Someone on the Guardian letters page agrees with you...

It wasn't all anarcho-syndicalist peasants

The Guardian, Wednesday 24 June 2009

Tom Hodgkinson's portrayal of the Middle Ages as an anti-capitalist paradise in which trade was undertaken according to principles of comradeship and justice is not even close to accurate (Shortcuts, G2, 22 June). In fact, with its rapidly fluctuating economic cycles, calamitous bank failures, violent strikes and extreme disparity of wealth between rich and poor, the Middle Ages resembles our own times perhaps a little too closely.

Businesses were organised as partnerships rather than limited companies, but that did not stop owners from behaving like despots and, on some occasions, treating their workers like dirt. The guild system all too often served as a system for repressing workers and depriving them of their rights, as is shown by the repeated strikes in places such as Florence, Genoa, Rome, Ghent and Bruges. And while usury was banned in theory, in fact the popes themselves were Europe's largest borrowers of money at interest, from the Medici bank in Florence.

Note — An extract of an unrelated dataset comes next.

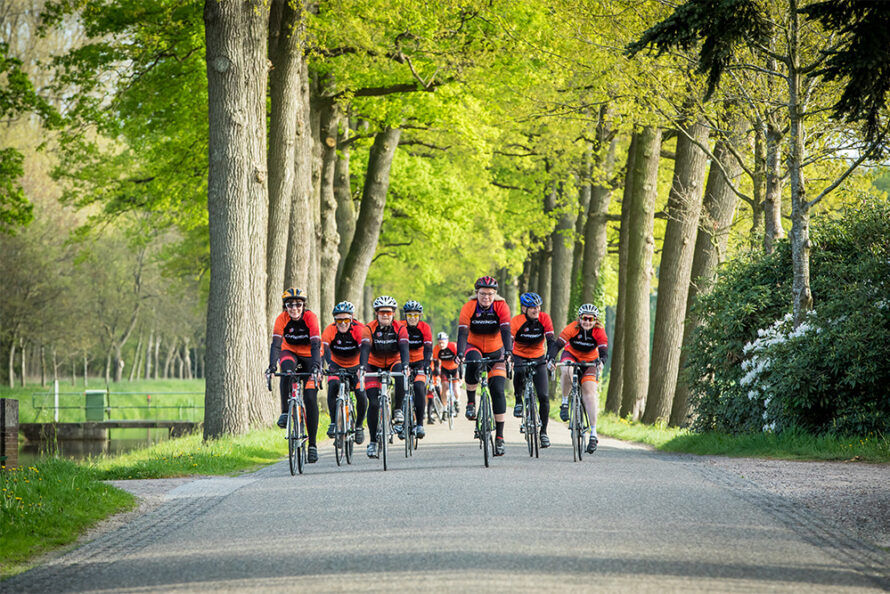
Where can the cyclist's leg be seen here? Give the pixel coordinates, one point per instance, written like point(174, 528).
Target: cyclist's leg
point(472, 373)
point(542, 388)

As for the just price, while authorities did try to fix prices for some commodities, St Thomas Aquinas, the greatest theologian of the Middle Ages, argued that the only truly "just and fair" price was what the buyer was willing to pay. In other words it was the buyer, not the seller, who should determine the value and thus the price - ie let the market decide. And often it did, with dire results. In the 14th century, several Italian banks lent large sums to the government of England, ignoring the political risks of doing so. When the English crown repudiated the debts, the banks crashed and investors were ruined. Irrational exuberance is, it would seem, as old as civilisation itself.